Failure to Provide Trauma-Informed Care for Identified Trauma Survivors
Penalty
Summary
The facility failed to provide trauma-informed care to residents identified as trauma survivors, as required by its policy "Trauma Informed Care and Culturally Competent Care" dated 8/27/25. This policy states that the purpose is to address the needs of trauma survivors by minimizing triggers and/or re-traumatization. Resident R7’s admission record showed admission to the facility and a Minimum Data Set (MDS) dated 11/10/25 documented diagnoses of PTSD, dementia, and high blood pressure, with Section I6100 indicating PTSD is present.
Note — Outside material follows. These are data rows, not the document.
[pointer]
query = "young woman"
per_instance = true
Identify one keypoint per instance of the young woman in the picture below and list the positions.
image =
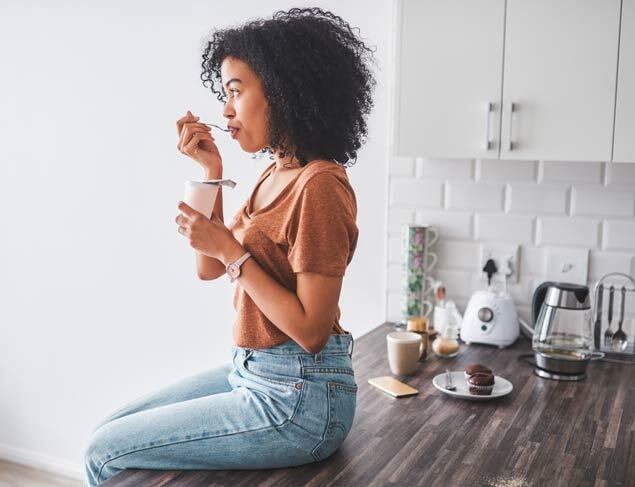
(296, 86)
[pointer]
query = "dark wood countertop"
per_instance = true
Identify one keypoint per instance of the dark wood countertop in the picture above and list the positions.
(544, 433)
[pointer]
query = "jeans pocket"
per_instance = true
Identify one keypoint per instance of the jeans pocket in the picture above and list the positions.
(342, 400)
(270, 371)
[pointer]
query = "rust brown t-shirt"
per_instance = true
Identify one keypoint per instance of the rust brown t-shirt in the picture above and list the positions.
(309, 227)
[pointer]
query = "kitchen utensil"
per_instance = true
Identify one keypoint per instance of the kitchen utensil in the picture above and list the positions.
(491, 318)
(597, 327)
(618, 280)
(562, 330)
(608, 333)
(502, 387)
(620, 340)
(217, 126)
(448, 381)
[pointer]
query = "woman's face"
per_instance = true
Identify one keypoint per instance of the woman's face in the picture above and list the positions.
(246, 108)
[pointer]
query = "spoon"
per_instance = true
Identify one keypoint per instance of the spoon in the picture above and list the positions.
(448, 381)
(619, 338)
(608, 333)
(217, 126)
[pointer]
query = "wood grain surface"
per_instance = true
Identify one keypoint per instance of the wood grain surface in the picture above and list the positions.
(545, 433)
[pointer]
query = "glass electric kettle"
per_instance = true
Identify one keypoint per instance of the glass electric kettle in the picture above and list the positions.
(562, 338)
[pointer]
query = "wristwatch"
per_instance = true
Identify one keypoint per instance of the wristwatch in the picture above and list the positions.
(233, 268)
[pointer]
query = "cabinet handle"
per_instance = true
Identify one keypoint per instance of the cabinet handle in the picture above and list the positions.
(510, 144)
(488, 111)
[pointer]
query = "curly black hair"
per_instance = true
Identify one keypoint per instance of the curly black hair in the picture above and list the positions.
(316, 78)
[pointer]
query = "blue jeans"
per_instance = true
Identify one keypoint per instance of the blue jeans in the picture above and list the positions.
(271, 408)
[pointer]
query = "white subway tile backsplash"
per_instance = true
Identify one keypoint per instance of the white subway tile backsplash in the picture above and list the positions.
(535, 204)
(393, 309)
(474, 196)
(576, 232)
(620, 235)
(457, 255)
(395, 248)
(416, 193)
(602, 201)
(493, 170)
(458, 284)
(601, 263)
(401, 166)
(538, 198)
(397, 217)
(503, 227)
(395, 272)
(570, 172)
(450, 224)
(522, 291)
(444, 168)
(621, 173)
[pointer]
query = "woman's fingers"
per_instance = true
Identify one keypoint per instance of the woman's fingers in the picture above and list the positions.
(188, 132)
(192, 145)
(187, 118)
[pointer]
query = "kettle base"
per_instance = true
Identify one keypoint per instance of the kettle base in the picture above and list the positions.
(547, 374)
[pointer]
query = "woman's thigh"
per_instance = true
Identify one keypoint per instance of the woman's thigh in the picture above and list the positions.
(239, 429)
(206, 383)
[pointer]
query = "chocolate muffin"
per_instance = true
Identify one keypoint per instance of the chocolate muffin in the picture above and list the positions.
(476, 369)
(481, 384)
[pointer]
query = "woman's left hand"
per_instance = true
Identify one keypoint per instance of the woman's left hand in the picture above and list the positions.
(209, 236)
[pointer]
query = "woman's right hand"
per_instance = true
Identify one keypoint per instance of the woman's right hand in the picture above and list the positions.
(196, 142)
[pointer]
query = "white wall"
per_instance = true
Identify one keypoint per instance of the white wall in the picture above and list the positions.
(539, 205)
(99, 299)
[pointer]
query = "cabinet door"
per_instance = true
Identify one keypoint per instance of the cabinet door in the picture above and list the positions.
(449, 68)
(624, 142)
(559, 78)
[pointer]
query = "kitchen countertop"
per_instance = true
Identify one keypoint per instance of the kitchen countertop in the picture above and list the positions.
(544, 433)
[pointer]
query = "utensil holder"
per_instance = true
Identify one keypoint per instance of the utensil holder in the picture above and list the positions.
(617, 279)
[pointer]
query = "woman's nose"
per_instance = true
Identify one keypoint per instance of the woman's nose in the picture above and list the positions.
(228, 111)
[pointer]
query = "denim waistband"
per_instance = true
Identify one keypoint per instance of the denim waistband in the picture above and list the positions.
(337, 344)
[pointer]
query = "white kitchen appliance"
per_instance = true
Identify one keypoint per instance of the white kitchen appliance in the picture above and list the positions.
(490, 318)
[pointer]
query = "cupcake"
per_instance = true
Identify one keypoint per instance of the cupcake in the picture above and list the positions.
(476, 369)
(481, 384)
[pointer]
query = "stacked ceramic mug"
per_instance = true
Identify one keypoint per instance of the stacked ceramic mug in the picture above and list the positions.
(417, 264)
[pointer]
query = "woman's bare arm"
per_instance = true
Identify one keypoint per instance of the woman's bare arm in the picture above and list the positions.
(210, 268)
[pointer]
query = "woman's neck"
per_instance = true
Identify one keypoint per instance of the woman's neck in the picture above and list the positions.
(288, 162)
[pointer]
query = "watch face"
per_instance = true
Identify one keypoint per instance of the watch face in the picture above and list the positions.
(232, 270)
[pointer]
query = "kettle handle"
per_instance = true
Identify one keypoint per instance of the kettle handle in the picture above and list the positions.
(538, 299)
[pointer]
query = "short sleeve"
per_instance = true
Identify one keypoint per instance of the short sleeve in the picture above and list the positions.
(322, 233)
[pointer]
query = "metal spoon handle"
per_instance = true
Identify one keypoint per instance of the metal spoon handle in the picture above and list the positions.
(217, 126)
(622, 307)
(611, 297)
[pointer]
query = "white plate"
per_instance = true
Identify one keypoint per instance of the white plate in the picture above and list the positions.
(502, 387)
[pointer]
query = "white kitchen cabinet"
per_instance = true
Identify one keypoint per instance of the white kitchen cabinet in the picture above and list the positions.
(450, 57)
(624, 142)
(553, 62)
(559, 77)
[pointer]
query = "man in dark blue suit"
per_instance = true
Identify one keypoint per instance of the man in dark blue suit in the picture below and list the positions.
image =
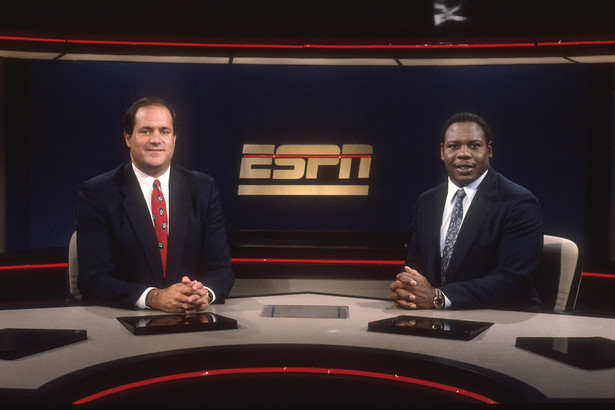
(477, 239)
(121, 263)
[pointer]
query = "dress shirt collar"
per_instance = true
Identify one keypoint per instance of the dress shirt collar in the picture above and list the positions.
(146, 182)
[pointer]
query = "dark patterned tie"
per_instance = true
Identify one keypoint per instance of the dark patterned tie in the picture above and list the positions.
(451, 234)
(159, 211)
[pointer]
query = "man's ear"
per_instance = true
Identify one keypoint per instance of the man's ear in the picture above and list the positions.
(127, 139)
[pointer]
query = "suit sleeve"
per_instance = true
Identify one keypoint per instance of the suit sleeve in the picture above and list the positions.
(415, 256)
(505, 270)
(98, 280)
(215, 259)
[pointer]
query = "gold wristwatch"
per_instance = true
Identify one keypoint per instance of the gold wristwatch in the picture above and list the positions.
(438, 300)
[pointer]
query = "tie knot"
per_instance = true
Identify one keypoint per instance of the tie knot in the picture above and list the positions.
(460, 194)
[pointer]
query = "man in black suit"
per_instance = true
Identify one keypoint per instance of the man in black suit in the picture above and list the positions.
(476, 248)
(184, 263)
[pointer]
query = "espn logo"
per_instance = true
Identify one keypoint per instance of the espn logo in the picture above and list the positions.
(305, 169)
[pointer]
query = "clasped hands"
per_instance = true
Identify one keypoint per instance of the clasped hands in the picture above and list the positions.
(187, 296)
(412, 290)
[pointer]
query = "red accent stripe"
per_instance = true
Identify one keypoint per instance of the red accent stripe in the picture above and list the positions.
(307, 370)
(599, 275)
(576, 43)
(40, 266)
(300, 46)
(35, 39)
(237, 260)
(317, 261)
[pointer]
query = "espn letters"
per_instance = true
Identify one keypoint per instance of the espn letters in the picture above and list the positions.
(296, 169)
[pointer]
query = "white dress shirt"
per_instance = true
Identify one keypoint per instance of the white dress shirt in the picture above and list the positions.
(470, 191)
(146, 183)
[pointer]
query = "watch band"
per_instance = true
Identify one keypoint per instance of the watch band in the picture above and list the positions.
(438, 300)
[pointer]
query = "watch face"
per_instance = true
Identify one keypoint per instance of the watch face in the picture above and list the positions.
(438, 300)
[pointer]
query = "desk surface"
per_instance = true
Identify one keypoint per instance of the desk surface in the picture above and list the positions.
(493, 350)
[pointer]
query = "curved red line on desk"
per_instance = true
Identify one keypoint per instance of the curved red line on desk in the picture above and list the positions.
(306, 370)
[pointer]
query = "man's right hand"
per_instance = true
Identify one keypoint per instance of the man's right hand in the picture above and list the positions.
(186, 296)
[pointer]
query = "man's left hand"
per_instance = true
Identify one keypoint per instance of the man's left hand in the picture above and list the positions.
(412, 290)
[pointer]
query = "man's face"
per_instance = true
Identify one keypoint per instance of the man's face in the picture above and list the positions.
(152, 142)
(465, 152)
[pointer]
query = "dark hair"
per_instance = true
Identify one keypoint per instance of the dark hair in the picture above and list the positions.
(129, 117)
(467, 117)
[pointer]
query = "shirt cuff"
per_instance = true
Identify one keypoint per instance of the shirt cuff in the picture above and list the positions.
(213, 295)
(141, 301)
(447, 301)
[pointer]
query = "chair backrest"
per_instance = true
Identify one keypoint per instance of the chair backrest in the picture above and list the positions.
(559, 273)
(73, 268)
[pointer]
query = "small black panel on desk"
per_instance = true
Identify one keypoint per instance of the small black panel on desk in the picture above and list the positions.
(178, 323)
(430, 327)
(17, 343)
(587, 353)
(305, 311)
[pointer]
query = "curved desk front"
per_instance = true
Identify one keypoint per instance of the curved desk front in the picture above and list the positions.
(307, 360)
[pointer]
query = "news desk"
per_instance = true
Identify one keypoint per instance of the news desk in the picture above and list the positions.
(307, 360)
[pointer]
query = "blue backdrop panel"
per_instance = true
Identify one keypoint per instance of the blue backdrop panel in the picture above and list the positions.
(537, 116)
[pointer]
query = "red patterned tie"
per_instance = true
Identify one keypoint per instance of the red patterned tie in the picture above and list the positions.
(159, 210)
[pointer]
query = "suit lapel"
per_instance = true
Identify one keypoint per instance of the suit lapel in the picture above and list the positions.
(479, 209)
(180, 205)
(434, 218)
(138, 214)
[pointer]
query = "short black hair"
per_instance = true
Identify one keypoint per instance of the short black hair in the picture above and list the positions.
(129, 117)
(467, 117)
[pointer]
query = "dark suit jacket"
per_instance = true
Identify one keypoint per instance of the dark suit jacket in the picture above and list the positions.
(498, 248)
(117, 246)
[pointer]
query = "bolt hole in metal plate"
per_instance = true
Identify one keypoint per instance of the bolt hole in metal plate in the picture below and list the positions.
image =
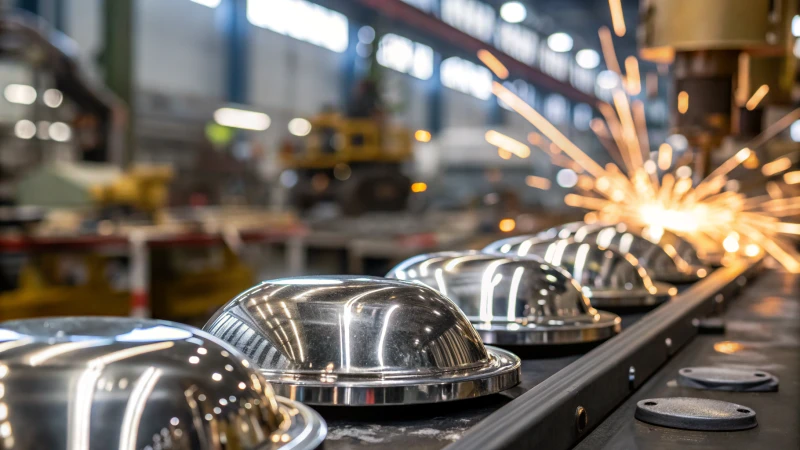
(725, 379)
(695, 414)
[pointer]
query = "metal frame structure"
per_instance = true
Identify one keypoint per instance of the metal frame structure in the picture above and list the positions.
(563, 409)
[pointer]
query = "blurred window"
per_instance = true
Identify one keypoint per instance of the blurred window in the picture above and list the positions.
(467, 77)
(405, 55)
(301, 20)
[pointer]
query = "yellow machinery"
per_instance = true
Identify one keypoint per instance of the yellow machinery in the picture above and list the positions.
(354, 162)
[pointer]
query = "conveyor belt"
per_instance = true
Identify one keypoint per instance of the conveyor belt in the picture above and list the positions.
(434, 426)
(765, 323)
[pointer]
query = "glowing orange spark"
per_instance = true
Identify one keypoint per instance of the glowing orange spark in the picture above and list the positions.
(633, 82)
(792, 177)
(507, 143)
(683, 102)
(537, 182)
(547, 128)
(664, 156)
(777, 166)
(758, 95)
(609, 54)
(617, 19)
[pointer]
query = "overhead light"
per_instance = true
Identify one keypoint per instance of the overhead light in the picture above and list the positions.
(794, 131)
(560, 42)
(607, 79)
(20, 93)
(683, 172)
(209, 3)
(43, 130)
(587, 58)
(422, 136)
(240, 118)
(59, 131)
(25, 129)
(513, 12)
(53, 98)
(567, 178)
(299, 127)
(366, 34)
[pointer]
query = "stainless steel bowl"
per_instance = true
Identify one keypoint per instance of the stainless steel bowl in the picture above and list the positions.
(512, 300)
(661, 263)
(357, 341)
(608, 278)
(84, 383)
(519, 245)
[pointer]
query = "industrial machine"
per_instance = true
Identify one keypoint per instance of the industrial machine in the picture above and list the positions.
(726, 56)
(355, 162)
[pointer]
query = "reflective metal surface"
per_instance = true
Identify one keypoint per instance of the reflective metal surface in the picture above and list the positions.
(512, 300)
(520, 245)
(662, 263)
(608, 278)
(362, 341)
(99, 383)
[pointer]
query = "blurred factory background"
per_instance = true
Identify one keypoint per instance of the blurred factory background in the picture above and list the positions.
(158, 156)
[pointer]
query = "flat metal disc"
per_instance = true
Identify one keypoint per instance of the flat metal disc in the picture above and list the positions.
(701, 414)
(306, 428)
(725, 379)
(573, 330)
(503, 373)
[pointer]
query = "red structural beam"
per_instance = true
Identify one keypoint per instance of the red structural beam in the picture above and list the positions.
(398, 10)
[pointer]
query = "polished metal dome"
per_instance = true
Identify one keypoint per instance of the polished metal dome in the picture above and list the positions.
(92, 383)
(512, 300)
(608, 278)
(519, 245)
(662, 263)
(343, 340)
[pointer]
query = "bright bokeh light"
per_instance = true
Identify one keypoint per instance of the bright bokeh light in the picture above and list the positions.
(678, 142)
(513, 12)
(607, 79)
(241, 118)
(507, 225)
(43, 130)
(406, 56)
(422, 136)
(299, 127)
(587, 58)
(752, 250)
(25, 129)
(559, 42)
(467, 77)
(731, 243)
(366, 34)
(567, 178)
(301, 20)
(21, 94)
(794, 131)
(60, 132)
(683, 172)
(53, 98)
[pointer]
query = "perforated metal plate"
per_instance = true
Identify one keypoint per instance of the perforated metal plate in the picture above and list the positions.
(695, 414)
(725, 379)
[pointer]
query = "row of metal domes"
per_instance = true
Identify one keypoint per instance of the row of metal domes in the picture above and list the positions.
(417, 336)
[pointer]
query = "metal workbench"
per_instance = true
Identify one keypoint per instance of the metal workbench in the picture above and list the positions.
(541, 411)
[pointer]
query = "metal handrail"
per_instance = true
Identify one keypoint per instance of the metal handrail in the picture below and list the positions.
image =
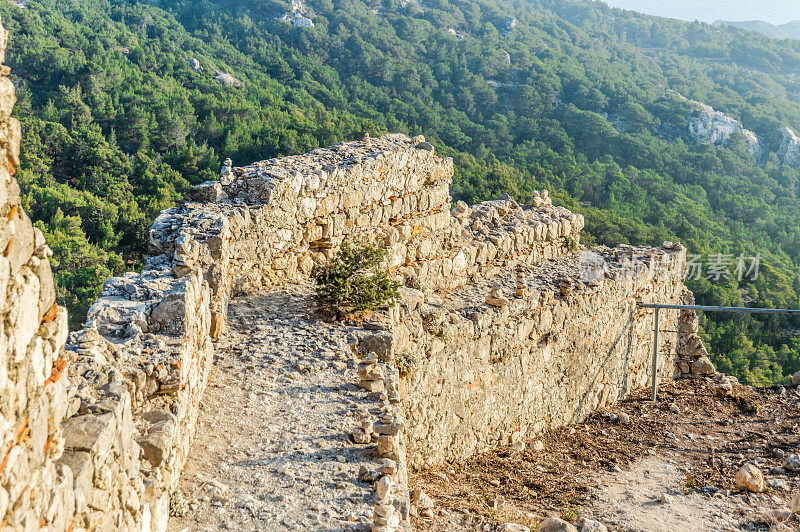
(748, 310)
(706, 308)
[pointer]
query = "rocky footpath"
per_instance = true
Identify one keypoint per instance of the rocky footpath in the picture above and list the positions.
(275, 449)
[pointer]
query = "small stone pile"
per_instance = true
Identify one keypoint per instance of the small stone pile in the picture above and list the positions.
(693, 359)
(370, 374)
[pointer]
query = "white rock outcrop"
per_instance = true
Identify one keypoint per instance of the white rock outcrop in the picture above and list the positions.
(789, 152)
(715, 127)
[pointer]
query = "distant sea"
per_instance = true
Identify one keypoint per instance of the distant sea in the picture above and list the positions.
(772, 11)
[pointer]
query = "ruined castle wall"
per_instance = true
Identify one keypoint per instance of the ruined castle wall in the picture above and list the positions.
(273, 221)
(97, 424)
(475, 375)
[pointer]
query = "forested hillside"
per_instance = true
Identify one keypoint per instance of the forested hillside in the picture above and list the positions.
(125, 104)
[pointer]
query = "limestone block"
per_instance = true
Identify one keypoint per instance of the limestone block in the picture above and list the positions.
(91, 433)
(157, 444)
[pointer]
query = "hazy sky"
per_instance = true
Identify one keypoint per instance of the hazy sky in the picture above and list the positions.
(773, 11)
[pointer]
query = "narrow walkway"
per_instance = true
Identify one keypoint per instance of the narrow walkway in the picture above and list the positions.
(272, 450)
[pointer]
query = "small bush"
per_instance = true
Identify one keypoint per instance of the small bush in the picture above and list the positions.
(352, 282)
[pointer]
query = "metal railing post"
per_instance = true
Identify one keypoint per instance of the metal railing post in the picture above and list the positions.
(655, 353)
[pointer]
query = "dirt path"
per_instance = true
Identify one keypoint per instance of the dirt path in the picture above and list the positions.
(272, 450)
(616, 466)
(647, 497)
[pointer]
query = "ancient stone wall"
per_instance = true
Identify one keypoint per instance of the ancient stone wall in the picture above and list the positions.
(271, 222)
(530, 350)
(497, 336)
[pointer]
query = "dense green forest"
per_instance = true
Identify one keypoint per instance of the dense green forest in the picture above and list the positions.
(123, 109)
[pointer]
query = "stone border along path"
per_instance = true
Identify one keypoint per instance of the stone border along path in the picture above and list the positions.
(273, 448)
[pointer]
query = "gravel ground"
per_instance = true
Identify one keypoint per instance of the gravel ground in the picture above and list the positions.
(272, 449)
(665, 466)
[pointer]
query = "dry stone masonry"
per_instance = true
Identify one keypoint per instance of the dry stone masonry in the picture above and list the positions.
(505, 328)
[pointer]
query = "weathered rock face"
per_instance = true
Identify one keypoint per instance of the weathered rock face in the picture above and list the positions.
(274, 220)
(789, 152)
(715, 127)
(523, 335)
(475, 375)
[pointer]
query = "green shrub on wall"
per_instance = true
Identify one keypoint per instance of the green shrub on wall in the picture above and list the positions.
(353, 281)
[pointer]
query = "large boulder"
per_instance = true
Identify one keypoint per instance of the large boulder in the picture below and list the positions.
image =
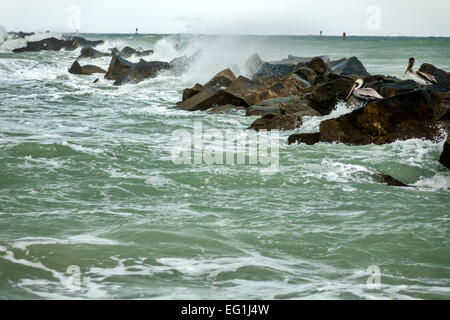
(20, 34)
(84, 42)
(141, 71)
(307, 138)
(190, 92)
(182, 64)
(76, 68)
(442, 77)
(252, 65)
(350, 66)
(445, 155)
(127, 52)
(307, 74)
(388, 90)
(116, 66)
(49, 44)
(274, 70)
(318, 66)
(325, 96)
(89, 52)
(295, 105)
(405, 116)
(389, 180)
(272, 121)
(287, 86)
(226, 109)
(209, 98)
(221, 80)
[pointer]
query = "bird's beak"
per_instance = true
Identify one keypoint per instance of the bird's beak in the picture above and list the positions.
(405, 72)
(351, 91)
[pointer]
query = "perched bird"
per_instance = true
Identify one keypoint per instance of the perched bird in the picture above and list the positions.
(363, 94)
(422, 78)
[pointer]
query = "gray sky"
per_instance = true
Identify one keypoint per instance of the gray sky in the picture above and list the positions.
(296, 17)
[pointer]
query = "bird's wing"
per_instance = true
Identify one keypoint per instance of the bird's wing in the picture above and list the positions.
(369, 93)
(427, 77)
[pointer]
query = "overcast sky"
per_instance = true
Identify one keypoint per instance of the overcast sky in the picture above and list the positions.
(296, 17)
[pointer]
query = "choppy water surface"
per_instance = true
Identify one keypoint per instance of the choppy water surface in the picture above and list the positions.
(86, 180)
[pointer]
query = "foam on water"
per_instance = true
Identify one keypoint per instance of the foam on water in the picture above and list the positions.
(86, 179)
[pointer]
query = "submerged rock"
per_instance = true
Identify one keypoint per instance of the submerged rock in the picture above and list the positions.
(84, 42)
(252, 65)
(445, 155)
(117, 65)
(89, 52)
(405, 116)
(390, 181)
(20, 34)
(272, 121)
(325, 96)
(226, 109)
(350, 66)
(442, 77)
(287, 86)
(76, 68)
(141, 71)
(307, 138)
(190, 92)
(49, 44)
(275, 71)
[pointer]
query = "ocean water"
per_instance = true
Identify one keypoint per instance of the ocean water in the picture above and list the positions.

Resident R7’s current care plan noted use of psychotropic medications related to vascular dementia and PTSD, but the care plan did not include a trauma-informed care plan addressing PTSD or identifying potential triggers and strategies to prevent re-traumatization. The DON confirmed that the care plan lacked a trauma-informed component addressing PTSD and triggers. Resident R33’s admission record showed admission to the facility and an MDS documenting diagnoses of anemia, heart failure, and high blood pressure. During an interview, Resident R33’s legal guardian reported that the resident had a history of being victimized by predators involving cellular phone usage, indicating a past trauma. Review of Resident R33’s care plan and clinical record did not identify this traumatic history. The DON stated that the facility was unaware of this trauma history and did not have a trauma-informed care plan in place to address it or to identify potential triggers and prevention for re-traumatization. The Nursing Home Administrator confirmed that the facility failed to provide trauma survivors with trauma-informed care to eliminate or mitigate triggers that may cause re-traumatization for two of four residents reviewed (R7 and R33).